Last week we read of the miracle of the wine from water at Cana, which was the first sign Jesus performed showing who he was, that is, one who had power, power from God. Today we have something that is, in a way, even more shocking. Jesus tells the congregation in the synagogue that the long hoped for prophesy of Isaiah is fulfilled. He is saying that the Messiah has come, that everything is changed. He is saying that he is the messiah who will “bring glad tidings tot he poor...proclaim liberty to captives and recovery of sight to the blind, to let the oppressed go free, and to proclaim a year acceptable to the Lord.” What kind of message is that? It is a message which says that everything the Jewish people had been waiting for is happening. That the Kingdom of God is at hand. At this point Jesus has their complete attention; there is an air of expectancy. But will it last? Wait until the audience finds out what this will really mean for them.
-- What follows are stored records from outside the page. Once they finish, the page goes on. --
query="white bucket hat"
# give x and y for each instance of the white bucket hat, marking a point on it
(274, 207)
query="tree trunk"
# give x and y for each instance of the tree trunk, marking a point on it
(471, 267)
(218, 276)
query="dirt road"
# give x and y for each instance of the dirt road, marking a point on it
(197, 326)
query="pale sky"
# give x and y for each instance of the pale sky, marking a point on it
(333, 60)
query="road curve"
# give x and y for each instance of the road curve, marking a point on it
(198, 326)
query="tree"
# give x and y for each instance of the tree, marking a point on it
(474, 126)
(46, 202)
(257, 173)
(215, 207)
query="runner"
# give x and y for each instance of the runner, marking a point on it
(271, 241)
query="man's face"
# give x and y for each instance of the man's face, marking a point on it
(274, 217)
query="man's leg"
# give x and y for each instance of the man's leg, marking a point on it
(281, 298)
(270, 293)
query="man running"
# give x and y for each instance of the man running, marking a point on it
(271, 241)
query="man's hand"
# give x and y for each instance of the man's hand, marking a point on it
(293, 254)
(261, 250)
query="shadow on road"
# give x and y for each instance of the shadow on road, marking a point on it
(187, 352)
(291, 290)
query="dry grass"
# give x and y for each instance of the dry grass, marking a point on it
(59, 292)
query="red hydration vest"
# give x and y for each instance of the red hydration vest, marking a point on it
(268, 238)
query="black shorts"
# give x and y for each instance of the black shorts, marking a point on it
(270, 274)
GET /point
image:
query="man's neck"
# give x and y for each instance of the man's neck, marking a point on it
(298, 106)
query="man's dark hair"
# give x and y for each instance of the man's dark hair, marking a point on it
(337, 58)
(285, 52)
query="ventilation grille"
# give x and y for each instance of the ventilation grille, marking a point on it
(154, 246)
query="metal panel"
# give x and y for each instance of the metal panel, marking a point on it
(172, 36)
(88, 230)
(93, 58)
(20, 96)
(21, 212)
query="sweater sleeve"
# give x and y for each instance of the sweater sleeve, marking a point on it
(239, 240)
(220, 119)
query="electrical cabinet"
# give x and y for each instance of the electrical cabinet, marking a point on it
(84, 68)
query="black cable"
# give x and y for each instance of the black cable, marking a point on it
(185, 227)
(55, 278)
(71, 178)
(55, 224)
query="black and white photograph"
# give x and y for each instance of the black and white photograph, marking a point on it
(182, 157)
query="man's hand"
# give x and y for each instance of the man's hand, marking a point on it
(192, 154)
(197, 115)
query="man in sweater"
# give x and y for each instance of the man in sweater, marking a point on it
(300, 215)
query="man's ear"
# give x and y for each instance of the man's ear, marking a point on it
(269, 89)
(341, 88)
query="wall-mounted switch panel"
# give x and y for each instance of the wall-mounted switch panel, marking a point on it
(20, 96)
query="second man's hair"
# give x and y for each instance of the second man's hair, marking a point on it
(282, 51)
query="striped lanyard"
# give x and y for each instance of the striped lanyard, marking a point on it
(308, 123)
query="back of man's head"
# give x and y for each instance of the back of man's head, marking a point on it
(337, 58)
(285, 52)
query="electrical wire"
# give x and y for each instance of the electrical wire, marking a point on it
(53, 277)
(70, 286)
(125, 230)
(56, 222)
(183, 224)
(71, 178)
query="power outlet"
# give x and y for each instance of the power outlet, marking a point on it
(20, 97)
The first reading from the prophet Nehemiah had a similar meaning for the Jews of that earlier time. The Law had been lost and the people in exile. Here, the Israelites had returned to Jerusalem, and they had found the Word of God , the Law, which had been lost to them for many years. It was a time to rejoice and be glad. That is the same thing Jesus is telling his audience in the synagogue, and even more: that the Word of God was fulfilled now, not just something to be hoped for.


Now, what does all of this say to us sitting here today? It reminds us that we are indeed living in a time of complete fulfillment, even more so than was the congregation in the synagogue on that Sabbath day. Because we know how Jesus life actually turned out. We know of the good he did, the lessons he taught, the miracles he performed, and most of all, of the passion, death and resurrection Jesus Christ live out. We know that the scripture is fulfilled beyond what anyone could imagine. Our sins are forgiven, and most of all, Jesus made us actual children of God. Jesus made us into his body, as the second reading says, “Now you are Christ’s body, and individual parts of it.” We are part of it no matter what our back ground is, what our race is, what our economic standing is, what language we speak. But it is here that the tables are turned on us.
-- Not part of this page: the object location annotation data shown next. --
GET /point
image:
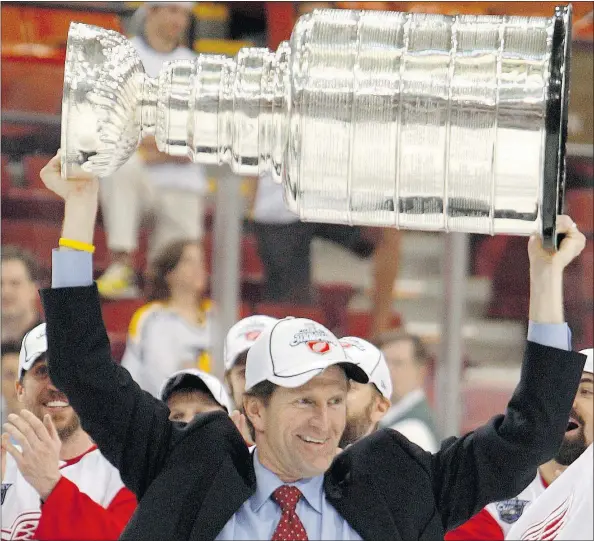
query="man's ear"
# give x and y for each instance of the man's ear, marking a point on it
(255, 411)
(20, 390)
(382, 405)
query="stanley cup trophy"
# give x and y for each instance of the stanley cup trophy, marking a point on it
(389, 119)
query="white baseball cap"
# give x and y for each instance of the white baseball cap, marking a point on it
(187, 5)
(370, 359)
(293, 351)
(187, 379)
(242, 336)
(34, 345)
(589, 366)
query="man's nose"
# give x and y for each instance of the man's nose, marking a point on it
(320, 418)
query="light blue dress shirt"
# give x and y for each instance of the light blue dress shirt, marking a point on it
(258, 517)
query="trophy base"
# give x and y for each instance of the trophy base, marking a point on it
(554, 171)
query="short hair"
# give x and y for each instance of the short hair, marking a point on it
(421, 354)
(186, 383)
(165, 262)
(263, 391)
(16, 253)
(7, 348)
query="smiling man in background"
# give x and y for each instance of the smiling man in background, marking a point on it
(56, 485)
(495, 521)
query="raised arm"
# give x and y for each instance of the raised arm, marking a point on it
(130, 426)
(498, 460)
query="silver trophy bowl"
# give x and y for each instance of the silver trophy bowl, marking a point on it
(388, 119)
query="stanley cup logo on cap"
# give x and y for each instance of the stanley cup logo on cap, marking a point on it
(318, 346)
(352, 344)
(251, 336)
(317, 339)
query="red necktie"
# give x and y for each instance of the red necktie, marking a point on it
(290, 528)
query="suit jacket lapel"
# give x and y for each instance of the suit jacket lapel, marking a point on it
(359, 503)
(225, 496)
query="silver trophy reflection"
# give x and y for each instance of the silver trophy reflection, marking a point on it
(375, 118)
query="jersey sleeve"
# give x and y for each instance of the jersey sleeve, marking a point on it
(480, 527)
(69, 514)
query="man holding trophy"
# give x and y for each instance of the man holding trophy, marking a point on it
(365, 118)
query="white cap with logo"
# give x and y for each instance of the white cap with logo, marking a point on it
(295, 350)
(370, 359)
(187, 5)
(183, 379)
(34, 345)
(242, 336)
(589, 366)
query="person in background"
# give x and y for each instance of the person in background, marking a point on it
(410, 414)
(174, 330)
(10, 369)
(238, 341)
(168, 189)
(20, 282)
(495, 521)
(190, 392)
(56, 485)
(367, 403)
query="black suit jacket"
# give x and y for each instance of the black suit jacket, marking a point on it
(191, 479)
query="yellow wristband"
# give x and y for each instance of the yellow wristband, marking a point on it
(76, 245)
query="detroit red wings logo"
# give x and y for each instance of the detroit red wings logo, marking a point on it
(550, 527)
(317, 346)
(23, 527)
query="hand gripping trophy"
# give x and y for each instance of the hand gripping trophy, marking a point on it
(403, 120)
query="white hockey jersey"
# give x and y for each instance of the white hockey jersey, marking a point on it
(92, 486)
(566, 509)
(495, 520)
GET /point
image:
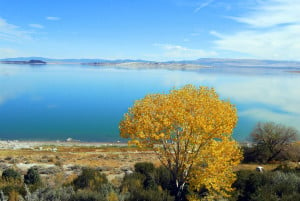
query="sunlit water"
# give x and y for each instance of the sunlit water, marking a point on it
(54, 102)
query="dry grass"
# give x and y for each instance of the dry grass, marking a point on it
(109, 157)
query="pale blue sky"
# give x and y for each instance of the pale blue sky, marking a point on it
(150, 29)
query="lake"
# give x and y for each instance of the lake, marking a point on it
(55, 102)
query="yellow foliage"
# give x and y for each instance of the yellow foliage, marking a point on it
(13, 196)
(190, 129)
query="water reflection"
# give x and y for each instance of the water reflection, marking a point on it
(60, 101)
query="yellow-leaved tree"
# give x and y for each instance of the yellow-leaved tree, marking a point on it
(190, 129)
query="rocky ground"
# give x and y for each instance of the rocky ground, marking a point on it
(66, 159)
(60, 162)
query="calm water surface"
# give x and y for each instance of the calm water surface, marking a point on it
(54, 102)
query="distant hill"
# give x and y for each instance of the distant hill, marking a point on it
(212, 62)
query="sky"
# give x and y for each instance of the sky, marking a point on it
(160, 30)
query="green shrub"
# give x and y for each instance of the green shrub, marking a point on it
(90, 179)
(277, 185)
(32, 177)
(164, 178)
(52, 194)
(85, 195)
(144, 168)
(150, 195)
(11, 174)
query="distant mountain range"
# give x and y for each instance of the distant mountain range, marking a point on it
(206, 62)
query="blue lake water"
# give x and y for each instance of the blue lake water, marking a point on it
(54, 102)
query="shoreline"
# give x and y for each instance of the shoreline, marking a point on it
(31, 144)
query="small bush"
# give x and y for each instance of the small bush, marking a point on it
(85, 195)
(11, 174)
(32, 177)
(90, 179)
(144, 168)
(52, 194)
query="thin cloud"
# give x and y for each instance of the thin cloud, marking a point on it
(39, 26)
(273, 33)
(178, 52)
(53, 18)
(203, 5)
(11, 32)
We are Christ’s Body. We make Christ present today using our different talents and abilities. The thing is, WE are now charged with making the Kingdom of God began to happen. It is how we live and what we say that makes the difference now, just as Jesus did in his earthly time. He is with us in so many ways to help us: the sacraments, the scriptures, in our prayer, in each other. WE are the ones who now bring glad tidings to the poor, and not tidings only, but actions and assistance. We set free captives, captives of poverty, sinful life, drugs, a world that has lost its sense of right and wrong in corruption of many kinds. We give sight and hope to the blind and set those oppressed by so many things free.
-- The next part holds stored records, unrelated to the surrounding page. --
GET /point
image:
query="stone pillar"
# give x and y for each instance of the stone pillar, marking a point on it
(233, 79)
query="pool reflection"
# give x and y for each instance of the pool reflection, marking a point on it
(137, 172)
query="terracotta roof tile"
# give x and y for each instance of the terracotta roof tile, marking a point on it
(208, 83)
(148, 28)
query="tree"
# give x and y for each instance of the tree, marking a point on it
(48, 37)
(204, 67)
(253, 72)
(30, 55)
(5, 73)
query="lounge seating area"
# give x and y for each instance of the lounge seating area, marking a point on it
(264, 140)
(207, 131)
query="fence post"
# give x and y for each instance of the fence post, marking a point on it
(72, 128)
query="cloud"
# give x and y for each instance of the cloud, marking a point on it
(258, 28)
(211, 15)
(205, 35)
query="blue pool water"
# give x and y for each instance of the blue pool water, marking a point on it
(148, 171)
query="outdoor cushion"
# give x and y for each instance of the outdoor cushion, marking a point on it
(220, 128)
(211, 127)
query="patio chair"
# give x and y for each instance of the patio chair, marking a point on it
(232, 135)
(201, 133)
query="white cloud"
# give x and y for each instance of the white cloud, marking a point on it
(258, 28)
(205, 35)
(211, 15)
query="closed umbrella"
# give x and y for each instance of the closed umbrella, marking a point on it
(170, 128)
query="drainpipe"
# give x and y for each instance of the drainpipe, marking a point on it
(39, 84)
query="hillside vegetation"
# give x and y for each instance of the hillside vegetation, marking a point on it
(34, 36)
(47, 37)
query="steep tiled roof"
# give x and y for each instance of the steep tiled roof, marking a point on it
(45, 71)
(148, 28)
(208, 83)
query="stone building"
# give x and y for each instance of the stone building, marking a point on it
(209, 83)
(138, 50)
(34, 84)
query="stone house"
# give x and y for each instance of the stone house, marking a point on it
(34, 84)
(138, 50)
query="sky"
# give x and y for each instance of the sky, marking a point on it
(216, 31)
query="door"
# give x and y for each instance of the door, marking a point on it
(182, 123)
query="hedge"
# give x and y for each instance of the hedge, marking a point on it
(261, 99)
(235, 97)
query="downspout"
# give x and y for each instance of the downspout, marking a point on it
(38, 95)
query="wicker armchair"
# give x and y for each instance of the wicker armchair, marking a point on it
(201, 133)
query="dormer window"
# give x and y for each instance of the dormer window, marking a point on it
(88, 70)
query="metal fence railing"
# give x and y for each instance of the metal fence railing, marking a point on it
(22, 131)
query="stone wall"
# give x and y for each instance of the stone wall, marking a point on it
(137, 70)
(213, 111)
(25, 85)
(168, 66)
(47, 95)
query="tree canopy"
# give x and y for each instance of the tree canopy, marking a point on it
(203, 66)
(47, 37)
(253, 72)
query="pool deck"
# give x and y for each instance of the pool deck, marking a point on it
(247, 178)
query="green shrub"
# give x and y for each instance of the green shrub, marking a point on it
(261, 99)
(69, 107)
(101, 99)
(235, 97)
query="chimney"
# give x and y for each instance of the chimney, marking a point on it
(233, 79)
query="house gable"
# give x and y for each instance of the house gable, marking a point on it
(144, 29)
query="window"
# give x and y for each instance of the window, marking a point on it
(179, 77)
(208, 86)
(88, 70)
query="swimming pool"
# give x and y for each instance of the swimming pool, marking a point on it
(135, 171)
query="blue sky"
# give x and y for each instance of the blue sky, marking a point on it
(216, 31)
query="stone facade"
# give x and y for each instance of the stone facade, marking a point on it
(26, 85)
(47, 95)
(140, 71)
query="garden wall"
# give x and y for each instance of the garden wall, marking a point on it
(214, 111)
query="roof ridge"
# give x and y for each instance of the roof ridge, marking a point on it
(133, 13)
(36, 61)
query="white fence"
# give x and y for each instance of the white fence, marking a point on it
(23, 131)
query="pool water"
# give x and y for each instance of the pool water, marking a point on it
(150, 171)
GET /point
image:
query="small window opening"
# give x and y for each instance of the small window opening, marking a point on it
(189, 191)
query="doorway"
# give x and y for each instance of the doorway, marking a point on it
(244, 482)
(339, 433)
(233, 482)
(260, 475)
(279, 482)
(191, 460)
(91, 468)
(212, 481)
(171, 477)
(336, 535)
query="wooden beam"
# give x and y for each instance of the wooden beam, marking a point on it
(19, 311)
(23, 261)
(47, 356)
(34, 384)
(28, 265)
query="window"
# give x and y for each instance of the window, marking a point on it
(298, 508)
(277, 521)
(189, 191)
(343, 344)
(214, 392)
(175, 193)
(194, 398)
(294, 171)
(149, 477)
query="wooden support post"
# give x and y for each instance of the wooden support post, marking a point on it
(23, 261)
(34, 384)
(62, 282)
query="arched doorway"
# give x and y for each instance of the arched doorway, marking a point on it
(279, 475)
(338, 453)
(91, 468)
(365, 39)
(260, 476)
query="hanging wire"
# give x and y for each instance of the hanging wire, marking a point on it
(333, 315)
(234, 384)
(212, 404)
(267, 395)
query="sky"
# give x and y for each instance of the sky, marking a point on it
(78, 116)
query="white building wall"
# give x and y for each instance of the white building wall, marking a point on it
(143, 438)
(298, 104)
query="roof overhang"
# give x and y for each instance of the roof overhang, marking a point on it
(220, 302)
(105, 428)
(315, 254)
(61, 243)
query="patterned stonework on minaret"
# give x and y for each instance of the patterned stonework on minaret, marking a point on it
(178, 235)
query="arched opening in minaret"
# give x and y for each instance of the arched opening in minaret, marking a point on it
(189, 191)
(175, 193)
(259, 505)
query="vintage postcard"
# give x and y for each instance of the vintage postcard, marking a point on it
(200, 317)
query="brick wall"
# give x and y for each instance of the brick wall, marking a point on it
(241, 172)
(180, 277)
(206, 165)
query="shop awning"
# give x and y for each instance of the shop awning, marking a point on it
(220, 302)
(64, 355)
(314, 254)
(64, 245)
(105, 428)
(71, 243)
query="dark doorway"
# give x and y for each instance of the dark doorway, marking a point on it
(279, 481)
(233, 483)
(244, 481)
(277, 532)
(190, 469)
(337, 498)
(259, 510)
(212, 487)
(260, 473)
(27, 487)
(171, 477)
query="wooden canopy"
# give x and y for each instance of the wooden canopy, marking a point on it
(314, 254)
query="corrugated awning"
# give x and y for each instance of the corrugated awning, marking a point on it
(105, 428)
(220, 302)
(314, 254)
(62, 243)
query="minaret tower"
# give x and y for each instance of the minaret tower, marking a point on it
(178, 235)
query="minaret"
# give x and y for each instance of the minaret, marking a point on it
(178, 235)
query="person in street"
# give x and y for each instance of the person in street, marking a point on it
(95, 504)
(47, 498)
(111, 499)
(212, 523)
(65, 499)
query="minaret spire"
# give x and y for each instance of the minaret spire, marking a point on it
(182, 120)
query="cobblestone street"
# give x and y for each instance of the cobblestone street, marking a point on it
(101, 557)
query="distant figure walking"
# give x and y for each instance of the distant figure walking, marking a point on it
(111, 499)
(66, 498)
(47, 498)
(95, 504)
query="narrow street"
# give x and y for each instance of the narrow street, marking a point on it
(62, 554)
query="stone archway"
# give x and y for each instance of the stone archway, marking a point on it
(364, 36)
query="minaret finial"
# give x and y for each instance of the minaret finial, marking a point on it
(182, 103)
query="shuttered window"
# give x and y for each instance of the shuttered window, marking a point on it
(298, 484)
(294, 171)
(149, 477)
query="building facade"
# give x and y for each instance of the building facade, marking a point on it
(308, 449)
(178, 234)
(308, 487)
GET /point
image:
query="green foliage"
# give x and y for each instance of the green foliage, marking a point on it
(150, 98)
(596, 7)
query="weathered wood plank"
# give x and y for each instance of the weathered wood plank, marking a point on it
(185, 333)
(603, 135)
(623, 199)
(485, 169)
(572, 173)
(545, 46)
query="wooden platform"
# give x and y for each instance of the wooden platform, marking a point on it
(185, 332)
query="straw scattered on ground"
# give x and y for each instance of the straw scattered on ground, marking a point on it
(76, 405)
In the end, we are called to love as Jesus loved. As Mother Teresa of Calcutta said, “Love cannot remain by itself -- it has no meaning. Love has to be put into action and that action is service. A mission of love can come only from union with God. From that union, love for the family, love for one’s neighbor, love for the poor is the natural fruit.” That is what it means to bring the Kingdom of God into reality; that is what Jesus preached.